Carabinieri

CARABINIERE AVEVA INTRECCIATO UNA RELAZIONE CON LA SORELLA DEL RICERCATO, È STATO CACCIATO DALL’ARMA

La relazione sentimentale con la sorella di un latitante di mafia gli era costata il grado e il posto di lavoro. Il Tar prima, il Consiglio di Stato poi, hanno deciso che non riavrà né l’uno, né l’altro. Protagonista della storia un carabiniere che fino al 2003 era in servizio nel capoluogo abruzzese. A far calare definitivamente il sipario sulla storia sono stati i giudici della quarta sezione di Palazzo Spada, che tuttavia, nella sentenza depositata lo scorso 12 maggio, hanno ordinato di omettere le generalità del militare ai sensi dell’articolo 52 del Codice in materia di protezione dei dati personali. E’ quanto scrive Angela Baglioni per il CentroGelocal.it
L’ex carabiniere nel 2003 aveva patteggiato la pena, sospesa, di undici mesi di reclusione per i reati di omissione di atti d’ufficio e procurata inosservanza di pena aggravata. Era accusato di aver coperto la latitanza di un pericoloso latitante, fratello della collaboratrice di giustizia che in quel periodo stava proteggendo per motivi di servizio, e con la quale aveva allacciato una relazione. Nello specifico, era accusato di aver omesso di procedere all’arresto dell’uomo, di non aver fornito ai suoi superiori informazioni utili alla cattura e, infine, di averlo aiutato a sottrarsi agli organi di Polizia. A catturare il latitante, ricercato in tutta Italia per reati di mafia, e che in quel periodo si nascondeva in un appartamento del quartiere Pettino, fu la squadra mobile.

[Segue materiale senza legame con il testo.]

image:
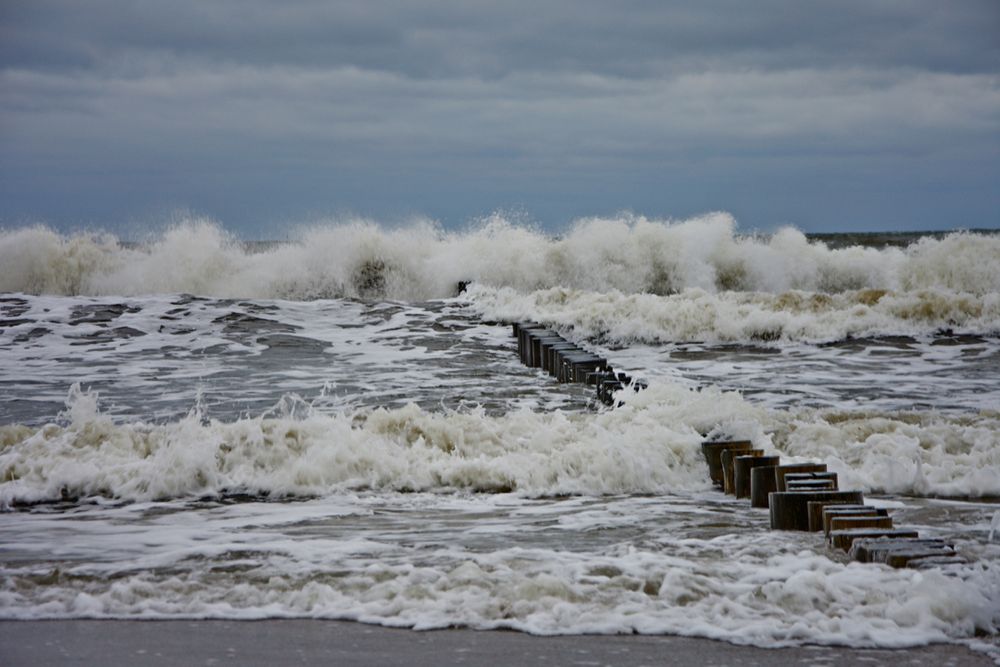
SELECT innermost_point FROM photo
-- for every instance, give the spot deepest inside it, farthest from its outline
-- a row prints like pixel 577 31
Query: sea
pixel 337 426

Alla conclusione del procedimento penale la vicenda finì all’attenzione di una commissione di disciplina istituita dal Comando generale dei carabinieri, che nell’agosto dello stesso anno chiuse il caso con una sanzione molto pesante. Il carabiniere fu ritenuto non meritevole di conservare il grado, stante la gravità dei fatti. La commissione rilevò anche “carenze di ordine morale con conseguente lesione del prestigio dell’Istituzione” e la violazione “dei doveri attinenti al grado e alle funzioni del proprio stato”, che resero incompatibile la sua ulteriore permanenza nell’Arma dei carabinieri. Contro la sanzione emanata dalla Direzione generale per il personale militare, il carabiniere presentò due ricorsi al Tar Abruzzo, definiti nel 2008 con altrettante sentenze di rigetto.

La vicenda approdò dunque al Consiglio di Stato. Nel procedimento di appello il carabiniere si è giustificato dicendo di non essere a conoscenza del fatto che il fratello della collaboratrice di giustizia fosse un latitante ricercato per reati di mafia, e di aver patteggiato (pur se innocente), per evitare che la propria famiglia venisse a conoscenza della relazione che aveva intrecciato

solo per acquisire notizie utili a fini investigativi. I giudici di secondo grado hanno però evidenziato che questa ricostruzione dei fatti è impossibile da accertare, e soprattutto risulta “sfornita di qualsivoglia supporto indiziario”.